EL ANGEL DEL METRO (CLAUDIO BALIENTE, Cuento, 2006)
Ayer al mediodía, descubrí que los ángeles también viajan en el Metro. En un recorrido que a esa hora llevaba escasos pasajeros, uno de ellos, sin darse cuenta, desordenó mi vida.
¡Qué hermosura! ¡Qué ternura! Mis ojos se enredaron en su imagen y no los pude sacar de allí. Me evaporé con el tenue perfume que desprendía su blanca piel, cubierta por un vestido blanco que llegaba a sus tobillos.
Sentado frente a mí, leía el recién publicado libro: “No se olvidar, como ella olvida”. Un texto que los críticos de los principales suplementos literarios habían despedazado y lanzado a la basura, por parecerles una pésima novela.
-¿Usted le cree a un escritor destruido por los críticos? –murmuré tratando de alejarme de sus encantos.
-No leo para creerle –replicó clavándome su dulce mirada -. Lo hago por el placer de leer. La lectura es escuchar a alguien y no necesariamente significa que uno crea lo que escucha. En este caso me agrada mucho esta historia.
Lo dijo de tal modo que su sonrisa se incrustó en mi alma, dejándome a la deriva, pensando que cualquier cosa que dijese sería una ingenuidad.
Al rato recuperé la confianza y nos fuimos dialogando sobre el texto en cuestión. Seguí con él, hasta la última estación del Metro. Subimos lentamente las escaleras y al salir a la calle, se despidió con un beso que incendió mis cansadas mejillas.

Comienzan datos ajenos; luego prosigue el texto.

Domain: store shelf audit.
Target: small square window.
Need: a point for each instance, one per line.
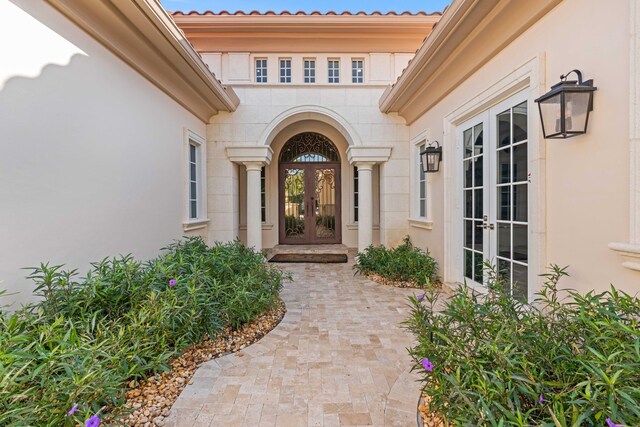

-Tal vez nos veamos mañana. Siempre viajo a la misma hora. El análisis quedó incompleto –señaló con ternura mientras se alejaba calle arriba.
Anoche, motivado por volver a encontrar mi ángel, busqué en un libro de hojas amarillas y de empaste de cuero, la oración que tenía mi bisabuelo para hacer pactos con el Señor de los Infiernos. Seguí paso a paso las indicaciones y me dispuse a cambiarle mi alma por mi más hermoso deseo.
Después de la medianoche, mientras regaba las plantas del jardín, apareció uno de sus mensajeros. Nos servirnos una taza de té y masticamos unas galletas que me había regalado una vecina, la mejor admiradora de mis jazmines y retamos.
-Mi jefe dice que la petición no será posible –dijo con desgano-. Las cosas han cambiado mucho en nuestra entidad. Ya no se aceptan peticiones ni pactos para gente en determinados tramos de edad. Sus cuerpos están demasiado gastados y sus almas demasiado sucias. No son rentables. Esos son los resultados de incorporar a la Coca-Cola, a la Microsoft, a la Daewoo y a otras compañías como accionistas del averno.
Se fue dejándome allí, desvalido, con el alma rota, sin esperanzas. Abrí unas botellas de vino y bebí hasta perder la conciencia.
Esta mañana, al levantarme, pensé que no podía rendirme. “Mientras hay vida, hay esperanza”, me repetía a cada instante. Muy temprano llegué al supermercado y compré los mejores detergentes y blanqueadores. Eché mi alma en remojo, la lavé varias veces y la centrifugué otras tantas. Quedó más blanca que nunca.
Este mediodía volví a tomar el Metro. Dejé mi cuerpo en la casa y salí con mi alma, cuya blancura resaltaba en las vitrinas y ventanales en los que la pude mirar.
Ahora paseo por los vagones, buscando a ese ángel que leía con tanta detención el único libro que he podido publicar a mis ochenta años de edad y con la ayuda de mis amigos.